Fourgon attaqué sur l’A1Le convoyeur braqué à Chavornay: «Ma fille est très stressée par ce procès»
La justice vaudoise a déjà jugé deux Genevois pour ce casse à 25 millions perpétré en 2018. Ce mercredi débute à Lyon le procès de cinq autres prévenus, qui répondront aussi de la séquestration d’une jeune femme comme monnaie d’échange.
- par
- Evelyne Emeri
Début juillet 2022 en audience à Renens (VD), les parents de la jeune femme enlevée et séquestrée comme monnaie d’échange au soir du 8 février 2018 avaient tout les deux livré des témoignages poignants et dignes. La spectaculaire attaque à main armée d’un fourgon du groupe SOS Surveillance, détourné de l’autoroute A1 à Chavornay et vidé de son contenu sur un parking à proximité, a pourtant changé leur vie à jamais.

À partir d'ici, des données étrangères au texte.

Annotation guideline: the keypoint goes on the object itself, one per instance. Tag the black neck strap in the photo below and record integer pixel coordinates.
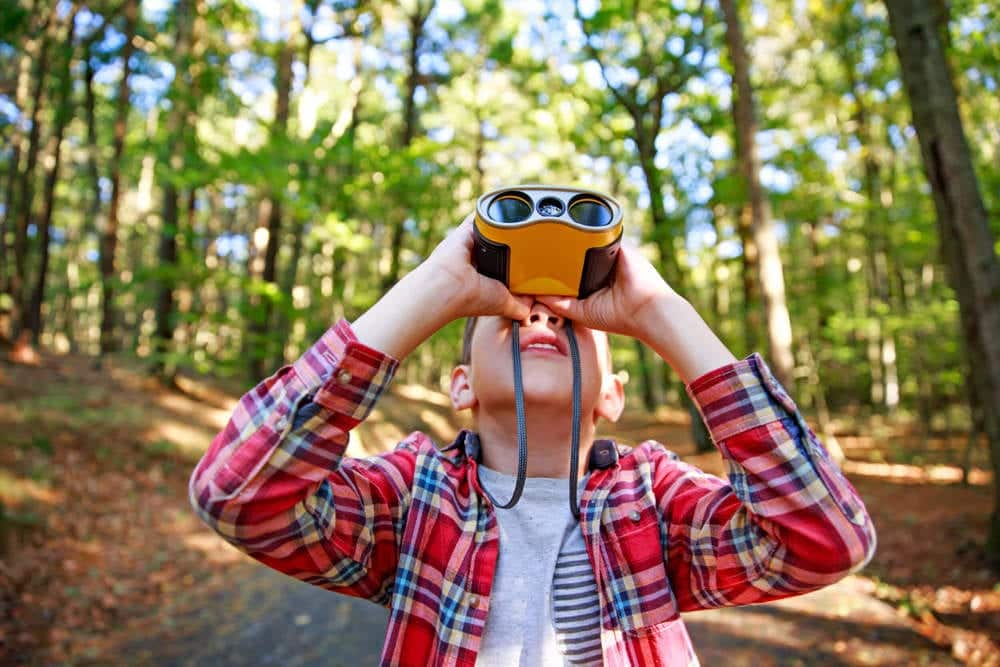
(522, 436)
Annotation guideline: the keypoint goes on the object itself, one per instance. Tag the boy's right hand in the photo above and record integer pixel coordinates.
(445, 287)
(473, 293)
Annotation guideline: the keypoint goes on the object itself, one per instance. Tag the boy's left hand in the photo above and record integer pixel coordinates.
(637, 288)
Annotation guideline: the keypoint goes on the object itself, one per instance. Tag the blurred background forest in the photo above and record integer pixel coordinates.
(199, 188)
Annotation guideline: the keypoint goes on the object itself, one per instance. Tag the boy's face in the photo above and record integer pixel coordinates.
(487, 381)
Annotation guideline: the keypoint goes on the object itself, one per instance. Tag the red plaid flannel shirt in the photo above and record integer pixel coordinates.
(412, 530)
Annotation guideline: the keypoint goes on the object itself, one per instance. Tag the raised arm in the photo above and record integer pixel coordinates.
(275, 482)
(788, 521)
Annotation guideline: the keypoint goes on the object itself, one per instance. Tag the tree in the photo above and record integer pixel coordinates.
(765, 245)
(109, 235)
(967, 241)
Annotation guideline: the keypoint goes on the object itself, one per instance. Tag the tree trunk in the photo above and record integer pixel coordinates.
(25, 198)
(772, 281)
(109, 237)
(10, 196)
(417, 21)
(179, 132)
(967, 241)
(63, 112)
(261, 338)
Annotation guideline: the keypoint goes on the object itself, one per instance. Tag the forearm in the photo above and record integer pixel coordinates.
(675, 331)
(409, 313)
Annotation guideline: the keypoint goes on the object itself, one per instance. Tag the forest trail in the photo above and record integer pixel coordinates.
(133, 576)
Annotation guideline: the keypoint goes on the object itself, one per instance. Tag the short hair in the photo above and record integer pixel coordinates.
(470, 328)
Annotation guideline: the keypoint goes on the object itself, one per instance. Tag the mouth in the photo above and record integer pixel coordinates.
(543, 344)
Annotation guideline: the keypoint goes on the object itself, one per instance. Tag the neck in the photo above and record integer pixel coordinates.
(550, 438)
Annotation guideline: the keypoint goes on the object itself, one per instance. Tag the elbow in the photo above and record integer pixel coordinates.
(824, 553)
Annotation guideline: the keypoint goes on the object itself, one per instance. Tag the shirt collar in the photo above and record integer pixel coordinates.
(603, 452)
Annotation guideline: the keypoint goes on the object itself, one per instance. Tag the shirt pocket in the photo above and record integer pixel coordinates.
(638, 583)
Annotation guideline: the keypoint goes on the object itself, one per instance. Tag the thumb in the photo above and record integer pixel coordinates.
(515, 308)
(563, 306)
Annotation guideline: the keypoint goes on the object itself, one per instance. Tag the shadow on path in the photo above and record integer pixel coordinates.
(272, 619)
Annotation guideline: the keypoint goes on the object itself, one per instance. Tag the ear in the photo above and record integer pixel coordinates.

Les deux prévenus genevois, d’origine kurde, avaient tenté de nier toute implication et prétendu avoir été dépassés par les événements. Les trentenaires ont écopé de 7 ans (réduit à 5 ans et demi en appel) et 11 ans (appel rejeté) de prison ferme. Les juges vaudois ont retenu qu’ils étaient bien coauteurs de ce braquage (ndlr. repérages, actes préparatoires, tentative avortée) même s’ils n’étaient pas présents sur les lieux du crime ce soir d’hiver glacial.
Le collègue complice
Dès ce mercredi, ce sont cinq autres acteurs, responsables à divers degrés de ce casse à 25 millions de francs, qui comparaissent à Lyon. Âgés de 30 à 48 ans, ils risquent entre 10 ans ferme et la réclusion à perpétuité. Dans le box des accusés se trouvera notamment le convoyeur de la société romande de transport de fonds, considéré comme un protagoniste majeur de «l’Opération Chavornay». C’est lui qui a renseigné ses acolytes lyonnais sur l’itinéraire du précieux véhicule et permis cet assaut éclair.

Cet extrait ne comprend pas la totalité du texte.